温远洲表面上应承了一句,心中却想,若当年老南蛮王不顾及血脉,让完颜这个由中原女人生下的王子子继承王位,想来这完颜对付清乱会的手段,只会比现在的南蛮王更狠。

他问道;“师叔,咱们在京中的人手损失过半,这要如何是好?”

“无妨,我们让何挽‘背叛’李佑鸿的目的已经达成了,这一步,我们走得异常顺利。”完颜与温远洲对视,道:“至于人手,我再着力从南蛮调就是了。”

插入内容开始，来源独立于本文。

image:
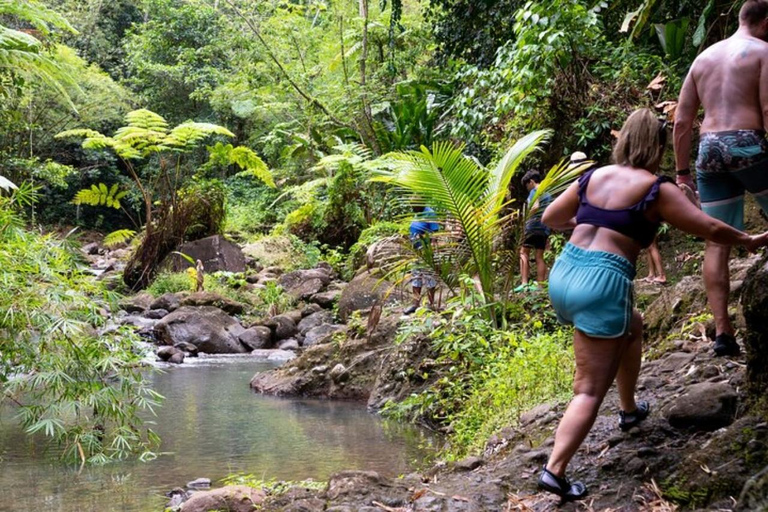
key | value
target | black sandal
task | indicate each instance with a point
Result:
(562, 487)
(627, 420)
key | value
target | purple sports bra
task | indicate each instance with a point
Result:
(630, 221)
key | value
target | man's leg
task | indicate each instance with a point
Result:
(718, 284)
(541, 266)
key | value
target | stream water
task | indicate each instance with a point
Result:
(212, 425)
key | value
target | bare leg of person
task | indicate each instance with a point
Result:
(629, 368)
(597, 361)
(541, 266)
(658, 265)
(416, 295)
(717, 281)
(525, 264)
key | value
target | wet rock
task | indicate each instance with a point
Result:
(168, 301)
(199, 483)
(339, 373)
(754, 495)
(258, 336)
(289, 344)
(326, 299)
(675, 362)
(469, 464)
(363, 292)
(156, 314)
(213, 299)
(136, 304)
(188, 348)
(283, 327)
(208, 328)
(705, 406)
(754, 303)
(309, 309)
(170, 354)
(216, 252)
(233, 498)
(314, 320)
(321, 334)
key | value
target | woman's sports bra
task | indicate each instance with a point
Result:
(630, 221)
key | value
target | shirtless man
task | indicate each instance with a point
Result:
(730, 80)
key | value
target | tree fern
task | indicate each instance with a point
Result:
(118, 237)
(100, 195)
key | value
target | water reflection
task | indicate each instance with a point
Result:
(212, 425)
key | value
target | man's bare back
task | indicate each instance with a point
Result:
(727, 81)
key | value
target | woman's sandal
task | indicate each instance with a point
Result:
(627, 420)
(562, 487)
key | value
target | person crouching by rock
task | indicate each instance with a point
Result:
(422, 226)
(614, 212)
(536, 234)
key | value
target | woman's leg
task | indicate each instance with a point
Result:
(629, 367)
(597, 361)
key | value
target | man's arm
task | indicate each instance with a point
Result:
(687, 108)
(764, 90)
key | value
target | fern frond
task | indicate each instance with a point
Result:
(100, 195)
(118, 237)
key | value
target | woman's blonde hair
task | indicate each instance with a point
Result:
(641, 141)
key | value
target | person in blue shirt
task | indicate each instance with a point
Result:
(536, 234)
(422, 226)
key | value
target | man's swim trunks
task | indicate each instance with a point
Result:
(728, 164)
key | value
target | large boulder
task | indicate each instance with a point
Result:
(363, 292)
(208, 328)
(705, 406)
(216, 252)
(233, 498)
(303, 284)
(314, 320)
(257, 337)
(321, 334)
(282, 326)
(213, 299)
(754, 302)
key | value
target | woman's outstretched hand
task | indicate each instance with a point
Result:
(756, 242)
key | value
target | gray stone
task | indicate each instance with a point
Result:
(168, 301)
(339, 373)
(314, 320)
(283, 327)
(156, 314)
(216, 252)
(136, 304)
(213, 299)
(363, 292)
(326, 299)
(289, 344)
(208, 328)
(199, 483)
(469, 464)
(705, 406)
(321, 334)
(256, 337)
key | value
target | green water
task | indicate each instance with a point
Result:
(212, 425)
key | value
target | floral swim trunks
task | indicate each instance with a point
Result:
(730, 163)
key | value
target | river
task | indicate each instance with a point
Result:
(211, 425)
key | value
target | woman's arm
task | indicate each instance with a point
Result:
(675, 208)
(560, 214)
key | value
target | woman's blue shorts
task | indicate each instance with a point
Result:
(593, 291)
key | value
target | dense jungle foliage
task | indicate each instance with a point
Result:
(319, 122)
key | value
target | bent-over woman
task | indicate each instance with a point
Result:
(614, 212)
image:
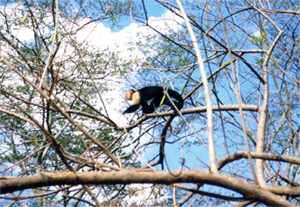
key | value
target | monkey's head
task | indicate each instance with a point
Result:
(128, 95)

“只不过这段时间,我忙着调派人手,安善堂那边可能会无暇顾及,你便要多费心了。”

安善堂是清乱会在京都中的“药库”,如命门一般重要。

温远洲喜不行于色,只拱手道了一声“是。”

完颜看了看温远洲的脸色,满意地点了点头,从怀中拿出一张纸,塞到了温远洲手中,“这是我给李佑鸿配的药方,待他醒来,你就可以喂给他了。”

温远洲有些诧异,问:“师叔,你都不等李佑鸿醒来,看看他的精神状态,再用药吗?”

“这次的药方,我已找人试过了,药性温和许多。”完颜笑了笑,“想来不会出问题……就算有问题,至少也是两年后的事情了,到那时,我们清乱会已在大康站稳脚跟,就算李佑鸿不中用了,再扶持一个听话的就好了!”

说完这话,完颜又特意去看了一眼温远洲的脸色,瞧出了他脸色有几分不对,便笑着安抚道:“当然,我知道你舍不得与故太子十分相像的李佑鸿……你也不必难过,因为这次的药再出问题的可能真的很小。”

温远洲笑得有些难看,只道:“师叔,现如今,我最在乎的其实不是李佑鸿与太子殿下有多相像。”

“因为不论他有多像,在我心中,永远都是太子殿下比他重要百倍。”

完颜笑着拍了拍温远洲的肩膀,道:“我知道你是个重情谊的孩子。”

完颜的手掌刚刚离开温远洲,他方才故意放松的身体登时僵硬了起来。

现在,他的耳边不停回响……“药性温和许多”。

这话隐隐带着比较的意味。

那么,之前不温和的药是给谁用了呢?

月余前,他心中便有了一个猜疑,随着时间的推移愈演愈烈……它无时无刻不在冲击着他的理智,在完颜面前委曲求全变得越来越难了起来。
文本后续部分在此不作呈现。